(One Little Indian)
It’s five years since the last Sinéad O’Connor album, the idiosyncratically God-bothering collection of modern hymns Theology. Since then, she’s turned more towards bothering God’s alleged representatives on earth, becoming perhaps the church’s most outspoken celebrity critic following the 2009 Murphy Report into the cover-up of institutionalised child abuse in Ireland’s Catholic schools.
That appalling episode furnishes the trigger for “Take Off Your Shoes”, a furious fusillade of disgust in which the church is lambasted for taking Jesus’s name not just in vain, but “into infamy”. “I bleed the blood of Jesus over you, and over every fucking thing you do,” she declaims, with steely determination. Later on, “V.I.P.” closes the album with a quiet excoriation of fellow Irish celebrities too meek to criticise religious hypocrisy alongside her. Recited in almost hymnal manner over a steady string pad, it quietly but firmly mocks their appropriation of the term “very important person”. “My view is, as artists, don’t wave your fucking Grammy around going on about believing in God,” she fulminates in the press release, “if you’re not prepared to stand in the street and fight for the honour of God in your own country when your church has been raping little boys.” Now, who do you suppose she can mean?
But lest it appear that this, her best album in about a decade, should be entirely fuelled by anger, the pleasant surprise is how relatively brimful it is with bonhomie and empathy, some at least prompted by her recent wedding. Set to Justin Adams’ springy, African-flavoured guitar, the opener “4th and Vine” finds her giddily anticipating the big day, and celebrating the warmth and kindness of her husband-to-be. His gifts are further eulogised in the single “The Wolf Is Getting Married”, where even the rolling, cyclical organ and guitar groove seems exultant as she gushes how even terrible events can be overcome with the strength of his smile. Ever since the tearful video for “Nothing Compares 2 U”, she’s been so much pop’s living embodiment of suffering and reproach that it’s quite shocking to hear her in such good cheer.

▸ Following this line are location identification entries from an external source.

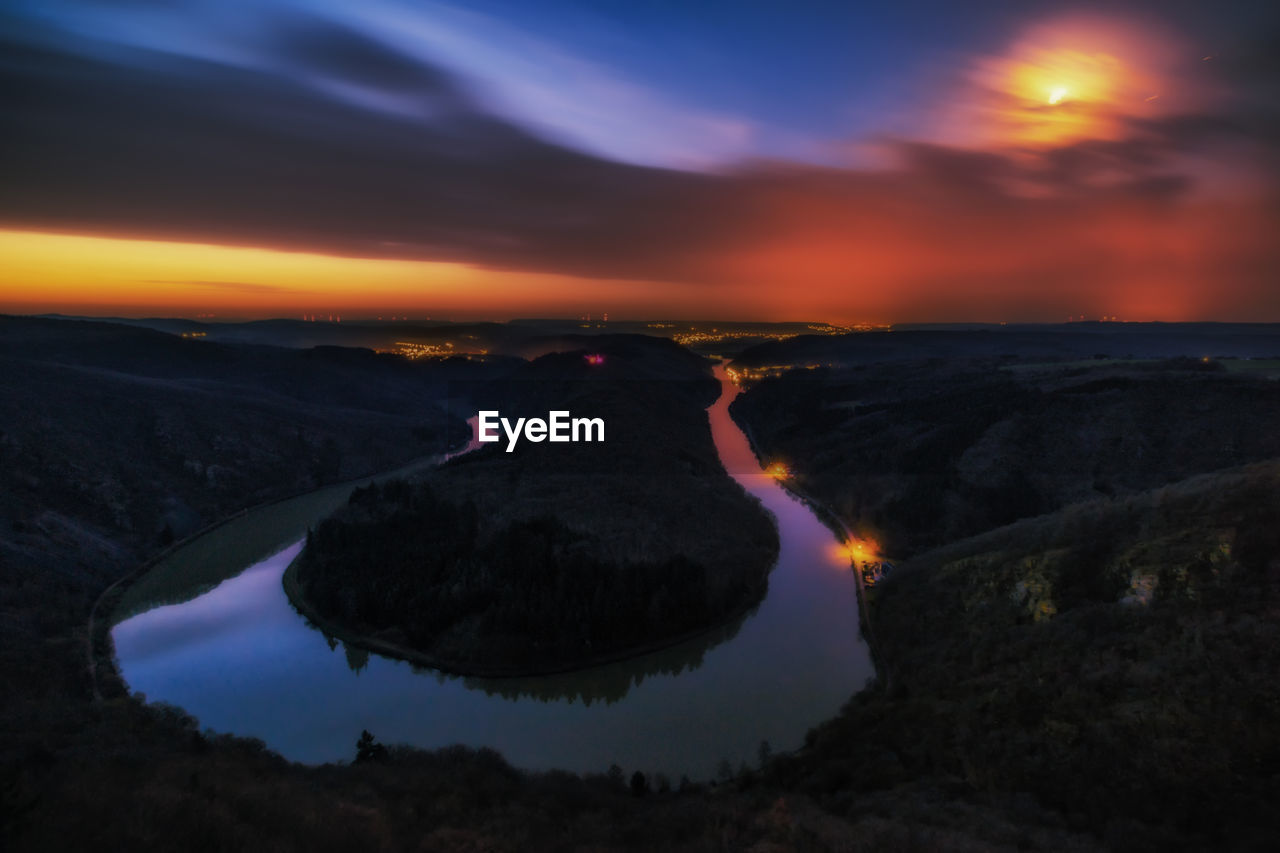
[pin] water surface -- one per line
(241, 660)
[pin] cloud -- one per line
(1138, 222)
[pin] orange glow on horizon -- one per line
(72, 273)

Elsewhere, her empathic gifts are brilliantly utilised in articulating the diverse emotional quandaries of the thieving junkie in “Reason with Me”, the dead soldier singing to his son in “Back Where You Belong”, and the single mother abandoned by the child’s married father in “I Had a Baby”, who triumphantly discovers that motherhood is “the making of me”. And her natural tendency towards reproach finds fruitful outlet in John Grant’s angry, tragi-comic kiss-off “Queen of Denmark”. Throughout, the settings have the punch and aptness that sometimes went astray in her Rastafarian period, while her delivery is always perfectly pitched and beautifully poised, from the gentle murmurs of “V.I.P.” and “Queen of Denmark” to the harmonies so delicately layered over the later stages of “Old Lady”. There may be more high-profile comebacks in 2012, but none, I’ll warrant, as feisty, fresh and confident as this.